Chiang was involved in the 2001 startup of A123 Systems, whose batteries power a vast number of portable electric tools.  In contrast, the fluid-flow battery system will not be a good candidate for such small, high-power uses, but will be better used as a source for long-range, long-term vehicle or utility applications.

“The new technology is being licensed to a company called 24M Technologies,” according to the press release, has raised “more than $16 million in venture capital” and received grants from the Defense Advanced Research Projects Agency (DARPA) and Advance Research Projects Agency – Energy (ARPA-E). 

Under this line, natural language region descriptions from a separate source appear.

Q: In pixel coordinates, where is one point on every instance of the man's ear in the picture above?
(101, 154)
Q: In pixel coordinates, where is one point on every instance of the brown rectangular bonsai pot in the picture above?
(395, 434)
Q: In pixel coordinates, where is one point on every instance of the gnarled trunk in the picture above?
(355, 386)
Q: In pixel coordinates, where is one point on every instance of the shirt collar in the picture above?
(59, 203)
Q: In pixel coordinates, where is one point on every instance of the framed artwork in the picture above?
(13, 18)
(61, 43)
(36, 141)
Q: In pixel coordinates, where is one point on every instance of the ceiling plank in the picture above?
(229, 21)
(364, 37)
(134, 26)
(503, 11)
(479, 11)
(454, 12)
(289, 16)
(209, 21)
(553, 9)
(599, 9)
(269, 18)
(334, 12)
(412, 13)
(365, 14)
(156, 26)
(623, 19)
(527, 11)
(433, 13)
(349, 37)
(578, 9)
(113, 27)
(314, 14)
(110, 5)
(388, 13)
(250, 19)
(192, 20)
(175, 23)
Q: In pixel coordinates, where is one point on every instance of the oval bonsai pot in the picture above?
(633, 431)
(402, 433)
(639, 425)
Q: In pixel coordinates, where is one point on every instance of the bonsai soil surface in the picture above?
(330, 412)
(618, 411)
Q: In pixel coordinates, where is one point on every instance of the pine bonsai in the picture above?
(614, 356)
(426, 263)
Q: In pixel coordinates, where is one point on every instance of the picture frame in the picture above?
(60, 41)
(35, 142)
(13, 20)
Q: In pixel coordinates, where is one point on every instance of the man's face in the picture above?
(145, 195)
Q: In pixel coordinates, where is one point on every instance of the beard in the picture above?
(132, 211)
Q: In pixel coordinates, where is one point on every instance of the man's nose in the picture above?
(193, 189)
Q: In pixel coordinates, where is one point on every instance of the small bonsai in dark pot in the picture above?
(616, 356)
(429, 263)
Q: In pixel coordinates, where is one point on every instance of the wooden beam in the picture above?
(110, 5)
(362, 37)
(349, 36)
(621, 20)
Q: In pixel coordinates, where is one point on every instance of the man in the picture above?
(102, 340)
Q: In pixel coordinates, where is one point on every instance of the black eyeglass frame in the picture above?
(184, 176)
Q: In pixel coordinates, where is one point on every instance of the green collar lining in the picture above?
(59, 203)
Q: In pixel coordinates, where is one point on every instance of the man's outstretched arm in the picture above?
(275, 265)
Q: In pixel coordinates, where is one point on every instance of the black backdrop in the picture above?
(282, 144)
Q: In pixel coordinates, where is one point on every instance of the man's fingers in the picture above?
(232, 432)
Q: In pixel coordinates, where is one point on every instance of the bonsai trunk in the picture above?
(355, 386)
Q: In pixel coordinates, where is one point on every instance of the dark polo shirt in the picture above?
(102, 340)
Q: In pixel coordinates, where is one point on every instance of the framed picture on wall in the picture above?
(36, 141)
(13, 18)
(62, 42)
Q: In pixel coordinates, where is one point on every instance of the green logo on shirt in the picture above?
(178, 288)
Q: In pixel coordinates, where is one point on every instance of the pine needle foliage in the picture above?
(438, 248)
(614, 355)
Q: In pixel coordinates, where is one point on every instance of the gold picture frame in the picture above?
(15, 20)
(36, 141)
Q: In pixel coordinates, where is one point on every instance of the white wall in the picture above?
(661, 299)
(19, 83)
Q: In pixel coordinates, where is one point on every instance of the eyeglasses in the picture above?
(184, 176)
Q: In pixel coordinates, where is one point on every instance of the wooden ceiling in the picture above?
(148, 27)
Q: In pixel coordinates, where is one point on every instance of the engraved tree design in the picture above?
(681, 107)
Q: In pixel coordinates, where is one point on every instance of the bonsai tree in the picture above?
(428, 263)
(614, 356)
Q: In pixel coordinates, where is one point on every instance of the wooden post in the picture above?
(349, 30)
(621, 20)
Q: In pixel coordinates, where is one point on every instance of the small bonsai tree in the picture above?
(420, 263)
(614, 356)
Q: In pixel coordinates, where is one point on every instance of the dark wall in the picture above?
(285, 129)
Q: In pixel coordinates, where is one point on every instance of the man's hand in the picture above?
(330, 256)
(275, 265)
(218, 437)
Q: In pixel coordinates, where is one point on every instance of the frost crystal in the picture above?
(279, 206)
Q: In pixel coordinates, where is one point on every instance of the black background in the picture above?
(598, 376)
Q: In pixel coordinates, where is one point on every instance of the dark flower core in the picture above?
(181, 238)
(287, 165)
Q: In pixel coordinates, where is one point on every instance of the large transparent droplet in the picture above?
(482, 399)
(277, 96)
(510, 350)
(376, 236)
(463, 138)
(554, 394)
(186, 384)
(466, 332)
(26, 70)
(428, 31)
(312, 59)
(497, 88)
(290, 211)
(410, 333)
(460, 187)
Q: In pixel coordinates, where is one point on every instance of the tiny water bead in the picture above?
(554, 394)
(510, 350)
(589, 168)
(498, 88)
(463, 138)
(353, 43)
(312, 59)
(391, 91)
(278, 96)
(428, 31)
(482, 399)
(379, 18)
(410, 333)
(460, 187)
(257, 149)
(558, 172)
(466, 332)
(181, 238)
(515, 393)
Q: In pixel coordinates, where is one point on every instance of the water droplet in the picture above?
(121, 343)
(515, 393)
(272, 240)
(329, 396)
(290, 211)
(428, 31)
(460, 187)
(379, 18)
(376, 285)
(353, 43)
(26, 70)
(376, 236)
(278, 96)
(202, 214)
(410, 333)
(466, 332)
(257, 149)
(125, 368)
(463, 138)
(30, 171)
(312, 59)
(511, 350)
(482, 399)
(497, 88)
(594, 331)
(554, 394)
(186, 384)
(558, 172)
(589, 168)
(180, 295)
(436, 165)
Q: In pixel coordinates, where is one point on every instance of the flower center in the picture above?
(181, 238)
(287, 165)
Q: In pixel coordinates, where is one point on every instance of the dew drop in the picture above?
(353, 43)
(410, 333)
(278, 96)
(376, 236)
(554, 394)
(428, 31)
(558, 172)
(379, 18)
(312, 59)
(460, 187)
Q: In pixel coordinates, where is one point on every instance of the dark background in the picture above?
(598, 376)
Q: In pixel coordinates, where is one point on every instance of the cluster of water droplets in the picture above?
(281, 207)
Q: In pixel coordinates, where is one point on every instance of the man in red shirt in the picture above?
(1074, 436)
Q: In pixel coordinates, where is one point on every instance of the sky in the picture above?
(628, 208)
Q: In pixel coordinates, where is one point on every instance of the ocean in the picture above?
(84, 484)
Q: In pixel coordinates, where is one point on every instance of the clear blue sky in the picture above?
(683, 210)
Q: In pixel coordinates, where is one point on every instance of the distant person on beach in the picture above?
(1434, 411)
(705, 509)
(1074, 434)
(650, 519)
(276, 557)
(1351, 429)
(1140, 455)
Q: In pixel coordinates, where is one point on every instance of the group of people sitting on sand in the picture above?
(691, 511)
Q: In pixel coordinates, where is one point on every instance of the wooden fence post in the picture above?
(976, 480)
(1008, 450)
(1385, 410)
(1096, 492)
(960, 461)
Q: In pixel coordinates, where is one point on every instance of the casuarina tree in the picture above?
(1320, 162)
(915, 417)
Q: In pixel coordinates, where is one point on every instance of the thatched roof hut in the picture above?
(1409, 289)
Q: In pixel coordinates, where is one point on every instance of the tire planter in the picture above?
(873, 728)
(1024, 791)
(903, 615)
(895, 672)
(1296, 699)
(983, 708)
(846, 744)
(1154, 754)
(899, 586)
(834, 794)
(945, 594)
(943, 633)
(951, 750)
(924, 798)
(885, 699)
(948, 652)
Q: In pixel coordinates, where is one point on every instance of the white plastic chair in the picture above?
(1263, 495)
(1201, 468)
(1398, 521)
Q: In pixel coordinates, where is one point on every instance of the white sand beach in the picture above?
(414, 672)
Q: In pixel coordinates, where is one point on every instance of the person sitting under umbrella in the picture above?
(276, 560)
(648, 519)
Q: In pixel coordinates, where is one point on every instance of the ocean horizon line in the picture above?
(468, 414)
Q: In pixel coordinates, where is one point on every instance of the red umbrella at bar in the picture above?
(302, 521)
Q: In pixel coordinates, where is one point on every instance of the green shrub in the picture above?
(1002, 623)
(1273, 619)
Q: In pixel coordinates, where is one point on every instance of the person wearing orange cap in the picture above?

Professors Angela Belcher and Paula Hammond at MIT and Glenn Amatucci at Rutgers are adding their research acumen to the project, with the goal of producing a prototype “ready to be engineered for production as a replacement for existing car batteries.”

Best of all, according to Discovery.com, “The electro-chemical fuel can be reused so drivers could feasibly swap out a spent tank of for one that’s been charged.  Since the batteries decouple energy and power, fueling stations could offer different types of electro-chemical fuel.

“’If you would like high-power fuel, we could give you high-power fuel. If you would like longer-range fuel: ‘premium range,’ Chiang said. This would give drivers the ability to get electro-chemical fuel tailored to their operating conditions — as well as the season. Electrolyte chemists usually design for the broadest range of temperatures, giving up performance at the high and low ends.

“’The sweet spot we’re aiming for is a battery with enough power for any vehicle application but with the longest run-time possible,’ Chiang said.

“’People talk about ‘range anxiety,’ Chiang said.  ‘Our goal is to provide ‘range euphoria.'”

{ 1 comment… add one }
  • Rahul Saini 06/21/2011, 4:00 pm

    MCR4s won Green Flight Challenge 11 years ago!!

    Check the specs of MCR4s here: http://www.love4aviation.com/Aircraft/MCR-4S+index/Specifications.html
    Total passenger: 4
    Standard tank size: 34.4 gallons

    Now look at the GFC criteria and check for yourself!!!

    (Editor’s note: Rahul has posted the following on the Homebuilt Aircraft Forum:
    “Cafe rejected my comment on MCR4s!
    “Okay, so they didnt even allow me to post this on their website
    “If this is open to all with nothing but facts, why not allow people to see where you failed!
    “They will know it eventually and besides the synergy everything else is never going to make it to GA anyways!!”

    I have emailed Rahul to let him know that his comment gave me an idea for a blog entry that will begin with his comment. I’ve made the same point in last year’s presentation at the Electric Aircraft Symposium. Mike Arnold’s AR5, for instance, if throttled back to 100 mph, could make GFC mileage – even with a two-stroke. Dieselis or Gazaille approach GFC criteria with their Diesel engines. I would tend to agree with Rahul’s numbers rather than attempt to supress them. Look for the entry in the next few weeks. I spend a great deal of time researching and interviewing people for these entries, so timelines vary.)

    I’m posting the comment now to halt any intimation that CAFE, or I acting as writer and editor of their blog, are censoring anyone. This is a wide-open forum, and the only things I reject are comments that have commercial links not related to the subject at hand, or personal attacks on subjects of entries or other commenters. I like the Homebuilt Aircraft Forum and think it’s the lively kind of discussion I’d like to see here. Feel free to jump in here.)

    ——————–GFC———–MCR- 65% power——-MCR- 53% power
    Speed(mph)———100————–158———————147*
    distance(miles)——200————-1146——————–2528
    Fuel consp.(gph)—–na—————4.7———————2(based on Rotax website**)
    Fuel eff(pass-mile)—200————-134———————294

    * speed at 53hp = 158*(53/65)^1/3= 147 mph (assuming 158mph @65hp)
    ** @2gph Rotax 912 ULS/s makes 40KW = 53hp: http://www.rotax-aircraft-engines.com/portaldata/5/data/perf912uls.pdf

    The MCR4-s not only hits every single one of the GFC specs, but hits them in style!!
    Besides this being from Europe( but so is pipistrel and PCaero and all you had to do was collaborate with someone in US ) what is it that this is missing from the specs!